UK inflation saw another unexpected rise last month, stirring fresh economic concerns.
As per multiple reports, UK inflation increased last month to 3.8% driven by higher food and travel costs.
This has raised fresh concerns that the Bank of England might postpone making more interest rate cuts.
The consumer prices index showed annual inflation rose from 3.6% in June to 3.8% in July, staying above the Bank of England’s 2% target for the 10th month in a row.
Because of this, another interest rate cut is unlikely this year and markets now expect the next possible cut to happen around next spring.
The figures also indicate that rail fares could increase by 5.8% next year, since regulated ticket prices are typically based on July’s retail prices index (RPI) which was 4.8%, plus an extra percentage point.
Reports suggested that the rise in prices was mainly caused by more expensive flights tickets which went up 30% in a month because of the summer holiday season.

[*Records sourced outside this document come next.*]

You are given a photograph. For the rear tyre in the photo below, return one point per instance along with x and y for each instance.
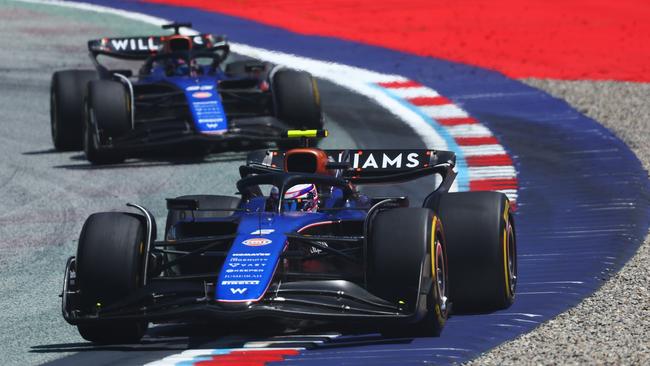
(407, 252)
(107, 117)
(67, 91)
(297, 102)
(482, 249)
(109, 268)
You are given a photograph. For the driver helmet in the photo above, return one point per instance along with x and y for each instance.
(301, 197)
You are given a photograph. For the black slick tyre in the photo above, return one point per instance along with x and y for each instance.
(107, 117)
(482, 249)
(297, 102)
(67, 91)
(109, 268)
(407, 265)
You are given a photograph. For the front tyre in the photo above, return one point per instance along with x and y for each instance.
(109, 268)
(296, 101)
(407, 265)
(482, 249)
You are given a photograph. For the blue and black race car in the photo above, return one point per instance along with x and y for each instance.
(300, 241)
(187, 92)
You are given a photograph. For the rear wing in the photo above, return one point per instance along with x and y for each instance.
(367, 166)
(141, 48)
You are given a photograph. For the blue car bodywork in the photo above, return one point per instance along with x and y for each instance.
(189, 91)
(259, 256)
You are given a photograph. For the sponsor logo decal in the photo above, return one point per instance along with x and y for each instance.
(257, 242)
(385, 161)
(263, 232)
(251, 254)
(134, 44)
(240, 282)
(201, 95)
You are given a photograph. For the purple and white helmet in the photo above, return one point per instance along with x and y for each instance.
(301, 197)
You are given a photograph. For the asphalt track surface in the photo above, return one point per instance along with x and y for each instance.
(121, 186)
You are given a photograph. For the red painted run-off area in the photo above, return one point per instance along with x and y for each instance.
(564, 39)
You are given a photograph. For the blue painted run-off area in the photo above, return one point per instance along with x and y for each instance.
(583, 206)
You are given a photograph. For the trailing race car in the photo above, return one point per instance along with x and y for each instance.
(310, 247)
(185, 93)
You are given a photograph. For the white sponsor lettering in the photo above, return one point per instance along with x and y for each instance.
(397, 162)
(240, 282)
(120, 44)
(251, 254)
(257, 242)
(413, 160)
(142, 45)
(370, 162)
(201, 95)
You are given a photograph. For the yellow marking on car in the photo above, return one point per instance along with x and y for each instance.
(505, 249)
(307, 133)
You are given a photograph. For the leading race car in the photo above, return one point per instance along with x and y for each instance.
(185, 93)
(299, 242)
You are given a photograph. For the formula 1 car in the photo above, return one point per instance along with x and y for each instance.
(300, 242)
(185, 93)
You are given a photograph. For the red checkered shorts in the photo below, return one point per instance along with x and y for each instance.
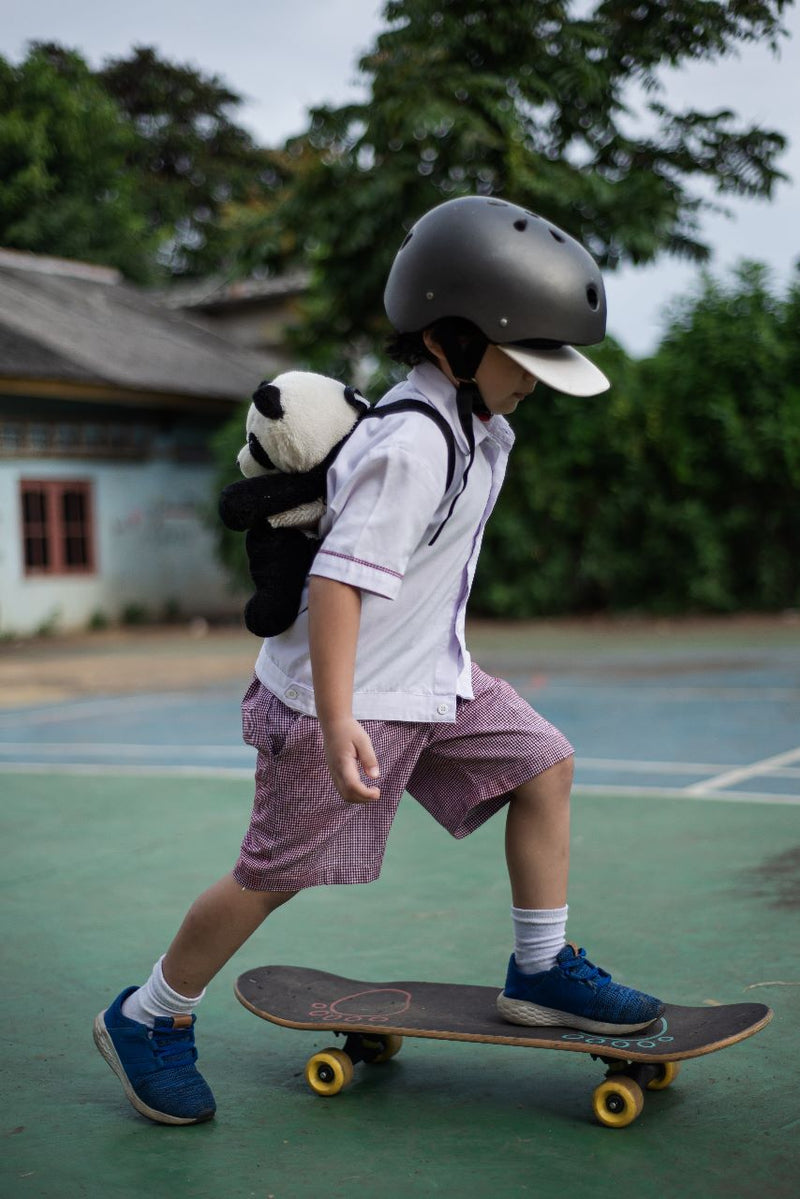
(302, 833)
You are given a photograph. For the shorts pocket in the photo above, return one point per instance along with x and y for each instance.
(266, 721)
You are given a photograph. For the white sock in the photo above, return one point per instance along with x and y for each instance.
(539, 937)
(157, 998)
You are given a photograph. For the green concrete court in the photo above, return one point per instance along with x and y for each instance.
(690, 890)
(695, 901)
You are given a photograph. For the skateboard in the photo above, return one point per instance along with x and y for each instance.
(376, 1016)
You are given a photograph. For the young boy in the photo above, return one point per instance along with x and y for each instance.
(372, 692)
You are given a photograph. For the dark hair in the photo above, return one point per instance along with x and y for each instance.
(410, 348)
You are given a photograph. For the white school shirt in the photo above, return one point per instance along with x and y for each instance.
(386, 499)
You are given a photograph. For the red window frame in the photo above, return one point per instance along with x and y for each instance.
(58, 525)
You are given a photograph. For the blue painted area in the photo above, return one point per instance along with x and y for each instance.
(650, 722)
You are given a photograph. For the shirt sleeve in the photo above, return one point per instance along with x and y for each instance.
(380, 506)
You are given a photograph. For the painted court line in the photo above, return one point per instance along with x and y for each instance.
(740, 773)
(685, 793)
(239, 773)
(124, 749)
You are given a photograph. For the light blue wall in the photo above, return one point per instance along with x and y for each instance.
(152, 546)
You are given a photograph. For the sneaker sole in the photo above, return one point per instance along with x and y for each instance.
(106, 1046)
(519, 1011)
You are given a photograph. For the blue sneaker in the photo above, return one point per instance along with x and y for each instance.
(156, 1066)
(575, 994)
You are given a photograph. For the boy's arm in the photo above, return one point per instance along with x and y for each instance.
(334, 621)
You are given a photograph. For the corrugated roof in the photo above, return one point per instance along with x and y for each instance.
(73, 321)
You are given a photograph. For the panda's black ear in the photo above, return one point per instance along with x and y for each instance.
(266, 399)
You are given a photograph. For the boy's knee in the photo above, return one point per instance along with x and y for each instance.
(553, 783)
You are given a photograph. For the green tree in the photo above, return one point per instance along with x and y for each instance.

On the other hand, petrol prices pushed inflation up a little compared to the last year while food and non-alcoholic drinks became 4.9% more expensive in July than the year before with beef, orange juice, coffee and chocolate among the items that see the biggest price rices.
Droughts in southern Europe have raised food prices in the UK which usually drops in summer.
This put pressure on the government during pay talks with public sector unions since minister want pay rises under 4% but workers may demand more because of the higher living costs.